Updated: Nov 5, 2020



I wrote this article back in Sept. of 2018 but thought it was worth republishing. I have a feeling that the financial impact from the Coronavirus could be much greater than many people believe. Many corporations are already lowering their forward-looking revenue estimates, and some are saying that their China revenue could drop by as much as 50%. IMO the Coronavirus has the potential to be that trigger or domino leading to a recession or at worst another financial crisis. I want to also say that I am not republishing this to scare anyone. If we panic, then this could become a Self-fulfilling prophecy. My reason is just as food for thought, just to make people aware of one possible side-effect of this outbreak.

It has been about 10 years now since the 2008 financial crisis and we are currently riding the 2nd longest economic expansion on record. Most places you look things look very good, the US stock markets are near all time highs. The S&P 500 is up over 300% since bottoming early in 2009 and nearly double what it was at the peak in 2007. The unemployment rate is sitting at just under 4% near historic lows, the improving jobs market has been pulling more people back into the labor force and even with all the economic momentum inflation still seems to be under control. The US GDP for the second quarter topped 4% which is the highest growth rate since the third quarter of 2014 and US corporate profits are at an all time high. Personally, I see help wanted signs almost everywhere I go and have read numerous articles about a labor shortage here in the US so to me all of this points to a very bright future.

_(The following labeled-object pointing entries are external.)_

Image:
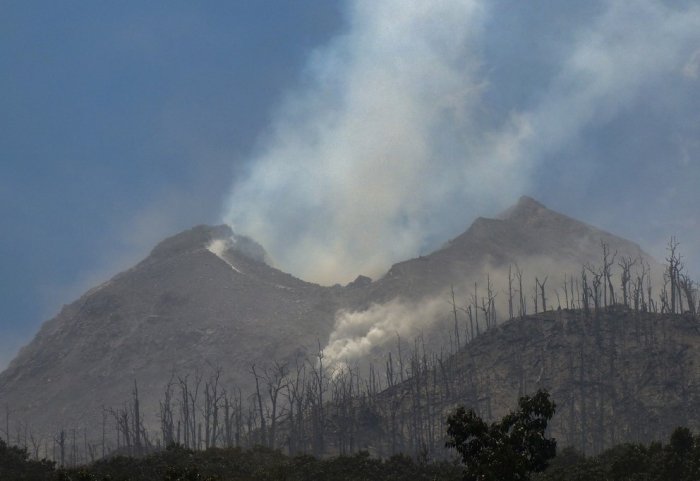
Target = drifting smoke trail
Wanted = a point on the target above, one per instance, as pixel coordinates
(384, 150)
(359, 160)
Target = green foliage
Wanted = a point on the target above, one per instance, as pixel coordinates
(678, 461)
(16, 465)
(507, 450)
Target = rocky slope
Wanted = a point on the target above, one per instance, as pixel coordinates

But hold on! Are there dangers to our economy and financial system lurking below the surface? Could there be a domino waiting to fall which could trigger a chain of events leading us into another economic meltdown? I have already listed some of the positive indicators which point to further prosperity, so now let’s look at the possible dominos out there that could possibly derail the US or even the global economy. So first let’s look at the very first thing that I wrote, we are currently in the second longest economic expansion on record, now does that mean that it is going to end tomorrow or next week? Of course not, it could end up becoming the longest on record, but chances are it is closer to the end than the beginning. Economies move in cycles referred to as the economic cycle or business cycle. These cycles are identified as having four distinct phases, expansion, peak, contraction (or recession) and the trough.

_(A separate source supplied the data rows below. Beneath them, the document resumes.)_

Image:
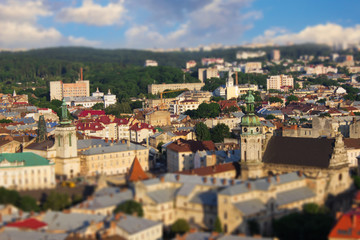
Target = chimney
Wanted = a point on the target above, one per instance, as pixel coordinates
(353, 220)
(269, 179)
(236, 79)
(214, 180)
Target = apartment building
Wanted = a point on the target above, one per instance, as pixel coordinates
(278, 82)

We can see by economic indicators that the economy has been expanding for quite some time, so we are obviously in the expansion phase and I would argue that we are getting close to the peak. I am not saying the expansion will end tomorrow, but it could be only a matter of months before it does, and we then transition into another recession.

So, I think we can all agree that sooner or later the US economy will eventually transition into another recession. But that fact alone will not be enough to trigger a financial crisis, so what could be the domino that could trigger a crisis? Besides the danger from a black swan event, in my opinion the biggest threat to our financial system right now is debt. More specifically, corporate debt, government debt is also out of control in my opinion but for this article I will be concentrating on Corporate debt. Currently by many analyst estimations the corporate bond market is now in a bubble, and what is the most likely cause of this bubble? Ultra-low interest rates which are a result of actions by the federal reserve to try and stimulate the US economy after the great recession. A recent report by S&P Global found that the debt held by US corporations has reached a record $6.3 trillion which is higher than it was in 2007. As you can see by the chart below corporate debt to GDP is also once again reaching extreme levels.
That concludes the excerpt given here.